Já no Livro dos Espíritos (perg. 258), Allan Kardec pergunta sobre a possibilidade de escolher o que irá vivenciar no plano terreno e os espíritos que auxiliaram na Codificação do Espiritismo o respondem: “Ele próprio escolhe o gênero de provas por que há de passar e nisso consiste o seu livre-arbítrio.”

Portanto, as mulheres que nasceram no Afeganistão na atualidade, podem sim ter escolhido estar lá e voluntariamente viver aquele ambiente, enfrentando as adversidades, dando testemunhos de coragem e resignação, servindo de provas vivas do nosso coletivo primitivismo planetário, de um lado resgatando dívidas do passado adquiridas em outras vidas, e de outro, avançando espiritualmente, conforme se comportarem diante das provas. Devemos reverenciá-las enquanto agimos para mudar o tenebroso quadro.

A tese das provas voluntárias não é tão difícil de assimilar quando imaginamos uma pessoa que mora numa favela e olha para um bairro nobre. Ela facilmente pode desejar morar lá, o contrário não acontece com facilidade. Mas temos inúmeros exemplos de pessoas que voluntariamente se despem do conforto para viver num ambiente de penúria pelo puro sentimento de solidariedade e compaixão. Na edição de março de 2019 da Revista ModaA, citamos os exemplos: Madre Tereza de Calcutá, reconhecida mundialmente como a Santa das Sarjetas, e sua amiga a Princesa Diana, a Lady Di, que cuidava dos portadores do vírus HIV, de crianças órfãs e de mutilados por minas terrestres. Ambas inicialmente sob os olhares de reprovação das instituições as quais pertenciam.

Mas ainda podemos citar as corajosas mulheres que aceitam acolher em seus ventres as crianças portadoras de variado prisma de limitações físicas, representados pelas diversas síndromes e deficiências, muitas vezes arcando sozinhas com os cuidados de uma vida inteira porque seus companheiros fugiram ao compromisso da paternidade.

Em nossas justas preocupações com as mulheres do Afeganistão, não devemos ignorar o que é nascer mulher no Brasil, longe de um grande centro urbano, em um ambiente carente de recursos materiais, numa família de negros, que ainda por cima adotam uma religião de raízes africanas. Quais são as chances de modificarem seus status? Quais são as chances de não se conformarem a condição de mulher submissa a um homem opressor, detentor de um poder que lhe foi atribuído pela sociedade?

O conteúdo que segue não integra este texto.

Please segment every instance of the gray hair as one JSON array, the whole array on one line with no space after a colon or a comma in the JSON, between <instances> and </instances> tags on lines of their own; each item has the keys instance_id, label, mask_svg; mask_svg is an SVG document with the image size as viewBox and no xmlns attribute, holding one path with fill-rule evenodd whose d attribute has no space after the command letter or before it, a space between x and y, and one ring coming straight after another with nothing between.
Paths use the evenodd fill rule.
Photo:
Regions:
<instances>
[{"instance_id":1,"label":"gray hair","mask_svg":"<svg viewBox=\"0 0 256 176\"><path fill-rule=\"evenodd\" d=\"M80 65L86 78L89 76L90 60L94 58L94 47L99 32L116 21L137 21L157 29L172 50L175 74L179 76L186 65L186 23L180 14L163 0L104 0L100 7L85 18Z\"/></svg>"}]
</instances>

Sem a lupa da vida espiritual, tendemos a colaborar com a exclusão e a reproduzir o preconceito, pela limitação da visão de uma única vida.

A visão das vidas futuras, esclarecida pela justiça do mecanismo da reencarnação, o amor a Deus, que criou o universo e suas Leis, e a prática da caridade inspirada nos exemplos de Jesus, serão capazes de nos encorajar a encarar qualquer tipo de provação.

Sim, as mulheres do Afeganistão merecem nossa reverência, nossa saudação. Um Salve às mulheres afegãs. Salve às mulheres brasileiras, as negras, as pobres, as mães solteiras, as mães de filhos portadores de deficiências, as abnegadas voluntárias do bem e da caridade. Que possamos ajustar nossos olhares um pouco todos os dias e agir, agir para corrigir o que com certeza construímos no passar das existências.